Дону тоже было интересно: видал-то его не раз, а попробовать в голову не приходило – лучше каждый день кушать.
– Судя по цене, выше всех похвал. По факту, я коньяк терпеть не могу. Кто его разберёт, что за компот?
– В подарок везёшь? – намекнула Екатерина, что не в претензии, если кое-кто погорячился с угощением.
– В подарок. Тебе.
Вышло это у мадам нереально просто и душевно.
– У меня бабкина наливка с собой, – не чинясь, принялась отдариваться Екатерина. – Персиковая. Бабуля у меня на югах проживает.
– Вот это порадовала, – разулыбалась Инга, что вовсе уж не лезло ни в какие рамки ни одного из её форматов. – Это я люблю. Но лишена, по причине лишенства бабуль. Сирота я, – вздохнула она и проводила взглядом окурок, поглощённый пропастью под вагоном.
– Хреново, – посочувствовала Екатерина, отправляя следом свой. – Тебя перетащить, или…
– Ну, ты даёшь, – вяло потрясла Инга перед её носом гордостью.
Закрыла глаза и широко шагнула, едва не навернувшись с каблуков. Когда открыла, рядом в тамбуре стоял чемодан. Дона одарили сдержанной улыбкой и холодным «благодарю». Услужливость мужчин для неё сродни чистки зубов: крайне полезно для здоровья, но скука смертная.
Итак, в его безжалостно кастрированном приключении нарисовалась первая героиня. Точней даже не героиня, а сценарист-подпольщик. А герой геройствует в своей особой плоскости, неуверенно калькулируя итоги пятиминутных событий.

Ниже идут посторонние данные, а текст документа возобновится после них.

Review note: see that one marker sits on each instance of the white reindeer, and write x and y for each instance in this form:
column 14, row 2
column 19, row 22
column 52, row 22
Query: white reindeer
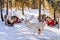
column 36, row 27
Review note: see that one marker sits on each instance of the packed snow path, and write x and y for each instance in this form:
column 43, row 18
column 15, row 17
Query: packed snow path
column 21, row 32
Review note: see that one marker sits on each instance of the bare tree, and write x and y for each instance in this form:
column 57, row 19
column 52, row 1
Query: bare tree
column 39, row 17
column 22, row 7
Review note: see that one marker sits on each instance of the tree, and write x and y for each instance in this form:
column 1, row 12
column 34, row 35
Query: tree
column 1, row 3
column 39, row 17
column 22, row 7
column 54, row 6
column 7, row 8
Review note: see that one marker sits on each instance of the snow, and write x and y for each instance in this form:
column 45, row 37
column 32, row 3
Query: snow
column 20, row 31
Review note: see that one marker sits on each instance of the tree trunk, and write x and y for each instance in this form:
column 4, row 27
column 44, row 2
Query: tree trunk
column 39, row 17
column 7, row 8
column 1, row 11
column 22, row 7
column 54, row 15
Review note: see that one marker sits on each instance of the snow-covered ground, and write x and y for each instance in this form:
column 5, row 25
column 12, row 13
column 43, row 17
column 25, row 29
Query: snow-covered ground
column 21, row 31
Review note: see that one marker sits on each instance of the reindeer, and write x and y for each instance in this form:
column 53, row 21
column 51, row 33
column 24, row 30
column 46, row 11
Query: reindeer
column 36, row 27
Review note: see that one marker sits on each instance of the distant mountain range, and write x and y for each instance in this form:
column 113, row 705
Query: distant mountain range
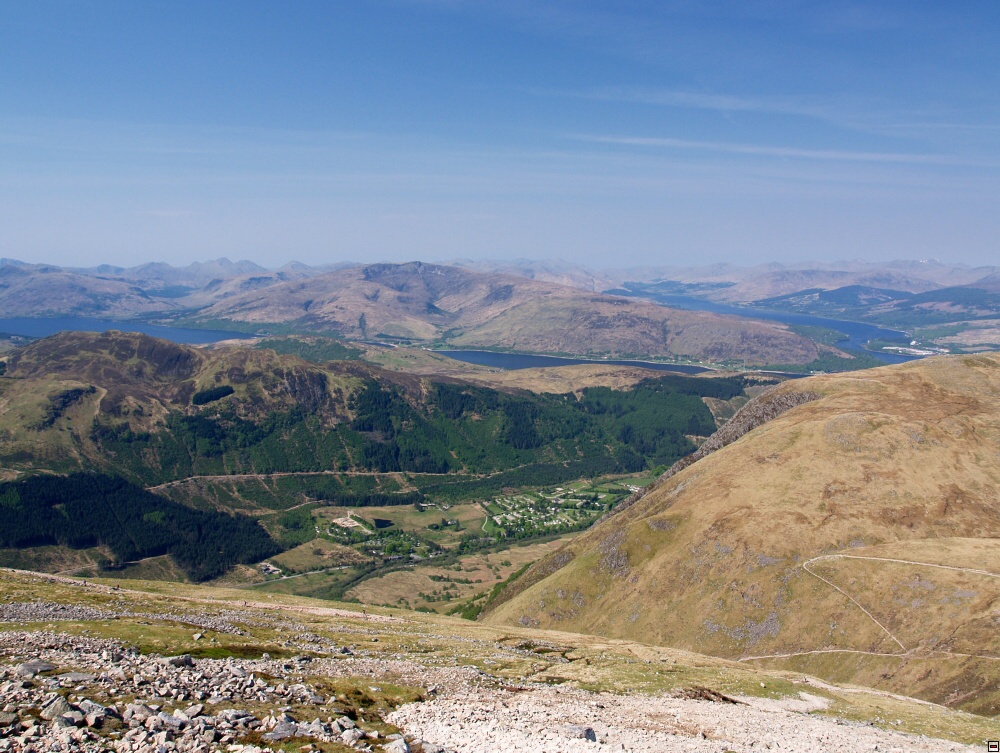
column 547, row 306
column 842, row 525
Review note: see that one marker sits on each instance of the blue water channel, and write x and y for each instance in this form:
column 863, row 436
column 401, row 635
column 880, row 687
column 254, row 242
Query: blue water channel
column 27, row 327
column 858, row 333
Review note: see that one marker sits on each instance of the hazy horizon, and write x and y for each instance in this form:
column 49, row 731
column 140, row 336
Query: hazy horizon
column 614, row 135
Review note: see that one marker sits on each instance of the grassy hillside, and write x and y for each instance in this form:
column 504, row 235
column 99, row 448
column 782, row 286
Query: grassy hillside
column 365, row 664
column 754, row 552
column 156, row 412
column 247, row 432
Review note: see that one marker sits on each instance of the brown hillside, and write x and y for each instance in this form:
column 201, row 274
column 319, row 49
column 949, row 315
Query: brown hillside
column 855, row 536
column 434, row 302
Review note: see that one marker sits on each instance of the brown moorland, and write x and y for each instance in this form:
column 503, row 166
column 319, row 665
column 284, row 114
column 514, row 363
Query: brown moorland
column 855, row 536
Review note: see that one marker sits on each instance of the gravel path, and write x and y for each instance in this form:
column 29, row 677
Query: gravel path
column 557, row 720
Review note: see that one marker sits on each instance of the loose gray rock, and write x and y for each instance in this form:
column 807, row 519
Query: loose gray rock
column 579, row 731
column 57, row 707
column 184, row 660
column 34, row 667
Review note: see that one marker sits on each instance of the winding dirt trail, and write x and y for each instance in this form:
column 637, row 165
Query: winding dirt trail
column 905, row 650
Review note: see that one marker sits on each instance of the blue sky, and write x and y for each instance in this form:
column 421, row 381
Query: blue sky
column 609, row 133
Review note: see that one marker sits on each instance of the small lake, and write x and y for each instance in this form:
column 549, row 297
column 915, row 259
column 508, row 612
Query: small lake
column 858, row 333
column 514, row 361
column 28, row 327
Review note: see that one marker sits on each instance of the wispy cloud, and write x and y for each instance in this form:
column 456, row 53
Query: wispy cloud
column 702, row 101
column 784, row 152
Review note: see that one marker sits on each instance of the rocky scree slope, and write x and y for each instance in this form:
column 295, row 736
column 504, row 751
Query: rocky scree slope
column 853, row 536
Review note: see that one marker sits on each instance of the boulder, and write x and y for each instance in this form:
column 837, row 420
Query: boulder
column 57, row 707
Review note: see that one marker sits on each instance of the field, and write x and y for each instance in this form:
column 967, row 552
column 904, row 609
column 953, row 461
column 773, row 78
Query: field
column 444, row 588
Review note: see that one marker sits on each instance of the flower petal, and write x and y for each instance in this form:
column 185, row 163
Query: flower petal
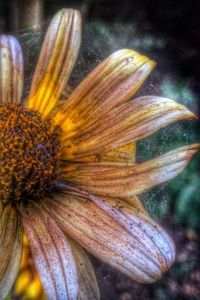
column 56, row 61
column 121, row 180
column 51, row 252
column 88, row 287
column 126, row 153
column 27, row 284
column 117, row 234
column 10, row 247
column 11, row 70
column 127, row 123
column 111, row 83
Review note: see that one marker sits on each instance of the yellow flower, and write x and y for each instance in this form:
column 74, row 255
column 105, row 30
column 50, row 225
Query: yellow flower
column 68, row 176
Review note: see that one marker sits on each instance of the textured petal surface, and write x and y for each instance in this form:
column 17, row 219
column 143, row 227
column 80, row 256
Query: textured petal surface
column 120, row 180
column 127, row 123
column 27, row 284
column 126, row 153
column 56, row 61
column 51, row 252
column 112, row 82
column 88, row 287
column 11, row 70
column 10, row 248
column 116, row 233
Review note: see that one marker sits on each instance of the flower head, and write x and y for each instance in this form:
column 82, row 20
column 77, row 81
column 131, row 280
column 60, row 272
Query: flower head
column 68, row 176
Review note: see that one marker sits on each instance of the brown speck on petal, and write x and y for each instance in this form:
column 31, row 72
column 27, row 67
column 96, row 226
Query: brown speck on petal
column 110, row 237
column 10, row 247
column 51, row 252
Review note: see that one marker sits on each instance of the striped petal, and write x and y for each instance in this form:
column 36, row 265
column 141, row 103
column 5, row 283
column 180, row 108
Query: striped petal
column 88, row 287
column 11, row 70
column 51, row 252
column 120, row 180
column 27, row 284
column 126, row 153
column 127, row 123
column 10, row 247
column 115, row 232
column 111, row 83
column 56, row 61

– Добрый день, – прошелестел из недр купе сдержанный юный голосок.
А может, они таковыми и стали со всей этой чертовщиной
Пришёл в себя как-то смутно, не окончательно. На какой-то карусели. С детства терпеть не мог – его там всегда тошнило. Вот и сейчас: пока кружило, он несколько раз избавился от лишнего в желудке. Но тошнота держалась за него цепко. Потом он отключился.
И снова включился с тем же результатом. Кажется, это проделалось с ним ещё несколько раз. Единственно конкретной законченной мыслью была одна: пусть хоть кто-нибудь снимет его с этой дряни. Неужели непонятно? Пока его не вернут на твёрдую землю, он так и будет им пачкать простыни.
Но, его не снимали, и нутро исходило тошнотой. А где-то очень-очень далеко тихонько зудел деланно-спокойный женский голос: потерпи, потерпи, сынок, сейчас всё, ещё немного и станет легче.
Нет, крушение поезда вспомнил почти сразу. А вот, как тут оказалась мама? Охренеть и опухнуть! Неужели прилетела самолётом? Она же их боится до колик. А на поезде она бы так быстро сюда не добралась. Всё-таки почти пять дней до Москвы. И ещё до Крыма… Сколько они там проехали? Полсуток? Плюс-минус… Но, голос-то, вроде, мамин. Его плохо слыхать, но эти интонации – так умеет только она.
А потом Дон окончательно пришёл в себя. Понял это, когда карусель, наконец-то, с него слезла. И тошнота отвязалась. Сразу стало легче дышать. А ещё он начал ощущать тело, шевеля всем, чем получалось. Затем вышло повернуть голову – одновременно немного прорезалось зрение. Он явно в постели. Дон поднапрягся – глаза со скрипом поднажали. Размытые границы предметов начали истончаться и конкретизироваться.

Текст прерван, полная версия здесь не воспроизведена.